A robot is a physical thing, and therefore, both its code and its hardware are subject to licensing. Fortunately, there are a number of open hardware platforms for getting started with robotics. Here are a few you might want to check out.
- Sparki is a complete open source robotics platform in every sense of the word. The schematics, 3D model files, and source code underneath are all open source. Designed to be an affordable introductory robot for students from elementary-age to adult, Sparki comes with a distance sensor, accelerometer, infrared communications, compass, light sensor, line-follower, and more. While Sparki comes on wheels, he has a walking cousin named Hexy the hexapod, a similarly open sourced platform.
- Robots don’t just walk; sometimes, they fly. A number of open source drones exist which take advantage of project like OpenPilot or Ardupilot systems. The ArduPilot Copter, for example, can be assembled as a helicopter, quadcopter, or a variety of other configurations, both in a DIY-approach, as well as kits and parts from a number of manufacturers.

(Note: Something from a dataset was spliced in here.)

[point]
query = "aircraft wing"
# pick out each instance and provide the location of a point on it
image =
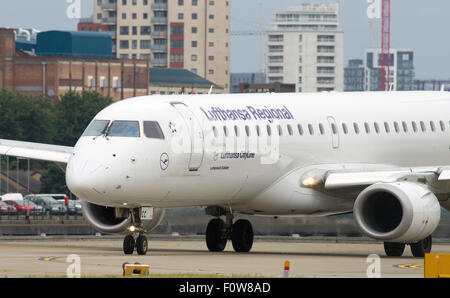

- LeJOS might be a good robotics software project for beginners to become acquainted with; it’s essentially a drop-in replacement for the firmware which comes with Lego Mindstorms robotics, allowing the used to program their Mindstorms robots easily using the Java programming language.
- Rock, the Robot Construction Kit, is a software framework for robotics, based on the Orocos RTT (Real Time Toolkit). Rock is designed to be extensible and includes a number of drivers for existing applications.